Posted by: guthrie | February 08, 2014 at 11:02 AM
I remember such human diseased effluvia such as Christopher Hitchens and David Aaronovitch also being on QT. At least Galloway was arguing against war and the elite!
The most striking thing about QT and every BBC political programme is how middle class it tends to be, and how the working class are almost invisible.
But I guess politics should be left to the rational experts and we should just accept whatever these gods say! Is that how politics works by the way, clever man, who doesn't know the price of a loaf of bread, in pullover looks down test tube and hey presto here comes the perfect solution to a political issue!

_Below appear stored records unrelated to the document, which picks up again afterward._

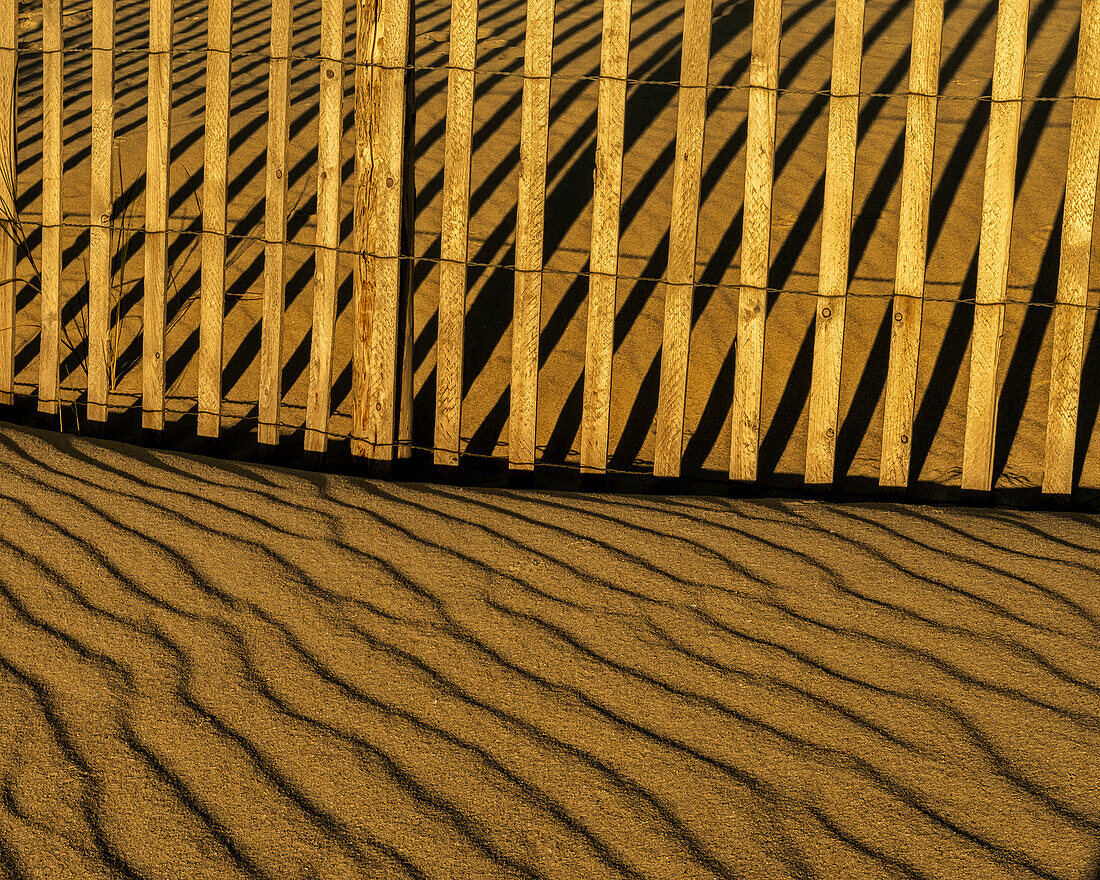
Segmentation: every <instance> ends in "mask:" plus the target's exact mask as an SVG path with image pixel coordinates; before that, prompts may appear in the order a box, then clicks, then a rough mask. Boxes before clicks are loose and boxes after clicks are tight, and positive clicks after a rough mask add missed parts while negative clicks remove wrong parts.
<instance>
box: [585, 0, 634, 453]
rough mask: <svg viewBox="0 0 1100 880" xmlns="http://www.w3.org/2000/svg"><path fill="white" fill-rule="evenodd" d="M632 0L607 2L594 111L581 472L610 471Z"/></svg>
mask: <svg viewBox="0 0 1100 880" xmlns="http://www.w3.org/2000/svg"><path fill="white" fill-rule="evenodd" d="M630 5H631V2H630V0H604V30H603V36H602V41H601V47H599V99H598V105H597V110H596V167H595V188H594V191H593V198H592V243H591V248H590V259H588V270H590V273H591V274H590V276H588V326H587V342H586V346H585V359H584V405H583V411H582V419H581V472H582V473H603V472H604V471H606V470H607V441H608V430H609V427H610V403H612V361H613V357H614V352H615V299H616V293H617V288H618V248H619V210H620V208H621V197H623V127H624V122H625V116H626V75H627V57H628V55H629V48H630Z"/></svg>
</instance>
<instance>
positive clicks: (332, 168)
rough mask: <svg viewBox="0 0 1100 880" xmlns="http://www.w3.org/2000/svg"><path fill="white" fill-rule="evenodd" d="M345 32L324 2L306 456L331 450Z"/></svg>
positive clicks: (333, 1) (321, 8)
mask: <svg viewBox="0 0 1100 880" xmlns="http://www.w3.org/2000/svg"><path fill="white" fill-rule="evenodd" d="M343 27H344V7H343V3H342V2H340V0H322V2H321V64H320V89H319V95H320V98H319V101H320V116H319V120H318V130H317V142H318V146H317V248H316V251H315V256H313V261H315V266H316V271H315V275H313V323H312V338H311V341H310V352H309V396H308V399H307V401H306V440H305V447H306V451H308V452H315V453H320V452H323V451H324V449H326V448H327V445H328V428H329V410H330V407H331V397H332V334H333V329H334V323H335V309H337V248H339V245H340V135H341V132H342V127H343V125H342V123H343V119H342V117H343V111H342V102H343Z"/></svg>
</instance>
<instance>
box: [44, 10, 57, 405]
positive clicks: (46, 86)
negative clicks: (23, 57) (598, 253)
mask: <svg viewBox="0 0 1100 880" xmlns="http://www.w3.org/2000/svg"><path fill="white" fill-rule="evenodd" d="M42 98H43V100H42V278H41V281H42V288H41V294H42V299H41V303H42V312H41V321H42V337H41V339H42V344H41V348H40V349H38V411H40V412H47V414H50V415H57V393H58V389H59V384H61V383H59V379H58V366H59V363H61V359H59V353H61V352H59V348H61V311H62V0H43V3H42Z"/></svg>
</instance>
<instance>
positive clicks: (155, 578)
mask: <svg viewBox="0 0 1100 880" xmlns="http://www.w3.org/2000/svg"><path fill="white" fill-rule="evenodd" d="M0 472H2V474H0V508H2V510H0V522H2V524H3V525H2V529H0V593H2V598H0V718H2V723H0V782H2V799H0V803H2V809H0V875H2V876H5V877H11V878H20V879H21V878H51V879H56V878H69V877H72V878H98V877H103V878H106V877H124V878H233V877H263V878H303V880H305V879H306V878H390V877H394V878H396V877H414V878H483V877H516V878H520V877H522V878H563V879H569V880H574V879H575V878H604V877H631V878H694V877H722V878H864V877H890V878H894V877H897V878H945V880H948V879H950V880H955V879H957V878H1025V877H1041V878H1059V880H1060V879H1063V878H1064V879H1065V880H1084V878H1090V879H1091V878H1092V877H1093V876H1095V875H1092V873H1090V871H1095V870H1096V868H1095V867H1093V866H1095V862H1096V857H1097V851H1098V848H1100V846H1098V845H1100V834H1098V832H1100V798H1098V788H1100V590H1098V586H1100V575H1098V573H1097V571H1096V568H1097V565H1096V560H1097V548H1098V547H1100V521H1098V520H1097V518H1096V517H1087V516H1054V515H1045V514H1014V513H1003V511H998V510H983V511H969V510H954V511H944V510H935V509H932V508H922V507H904V508H903V507H892V506H833V505H825V504H811V503H793V502H782V503H763V502H761V503H749V502H730V500H723V499H705V500H704V499H687V498H676V499H662V498H656V497H643V498H642V497H638V498H635V497H617V498H609V497H598V496H568V495H553V494H538V493H529V494H519V493H513V492H507V491H469V489H454V488H439V487H427V486H418V485H398V484H384V483H373V482H366V481H361V480H354V478H350V477H337V476H321V475H313V474H299V473H294V472H289V471H283V470H278V469H272V467H262V466H253V465H239V464H230V463H224V462H216V461H211V460H204V459H198V458H189V456H184V455H177V454H169V453H162V452H152V451H145V450H139V449H130V448H125V447H120V445H116V444H112V443H109V442H95V441H87V440H77V439H72V438H67V437H57V436H51V434H46V433H38V432H35V431H31V430H23V429H18V428H12V427H4V428H3V430H2V431H0Z"/></svg>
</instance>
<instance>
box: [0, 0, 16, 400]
mask: <svg viewBox="0 0 1100 880" xmlns="http://www.w3.org/2000/svg"><path fill="white" fill-rule="evenodd" d="M18 12H19V2H18V0H0V404H9V405H10V404H12V403H13V400H14V397H13V392H14V382H15V293H17V283H15V264H17V262H18V257H19V253H18V248H17V244H15V242H17V235H18V231H17V229H18V227H17V222H15V220H17V211H15V195H17V194H15V99H17V96H15V84H17V79H15V69H17V66H18V56H17V54H15V46H17V44H18V40H19V35H18V34H19V32H18V29H17V21H18Z"/></svg>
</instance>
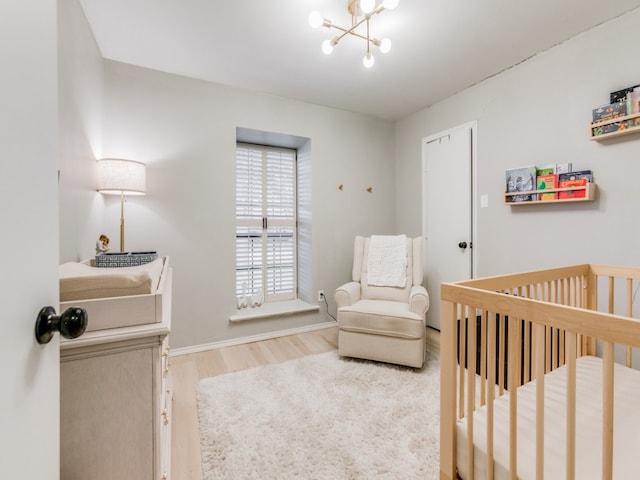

(War is politics by other means?)
Posted by: Deviation From The Mean | February 08, 2014 at 01:48 PM
Is the BBC leading the 'dumbing down'/populism of politics; Yes! Paxman has become a turnoff as Newsnight went downhill over a couple of years ago; but just as worrying is the R4 PM programme at 17:00 hrs. On the way home maybe we want to catch up with the real news but what we have instead with Eddie Mare is a personality 'takeover' of news populism, trivia bits and pieces ,court trials,crazy stories,polarization of issues ... an appalling collapse of BBC journalism at prime time run by some silly down market editors ( probably ex-R5) abusing our BBC culture paid for by us. If I could take out a law case I would sue the BBC for breaking their R4 obligations between 5 -6 every evening.
Posted by: Leslie48 | February 08, 2014 at 03:30 PM
"..proper politics, based upon rational inquiry about evidence and values."
Ahahahaha!
Yes, proper politics, as once practised in the...er..um..
I think you are confusing politics with political science, two very different spheres.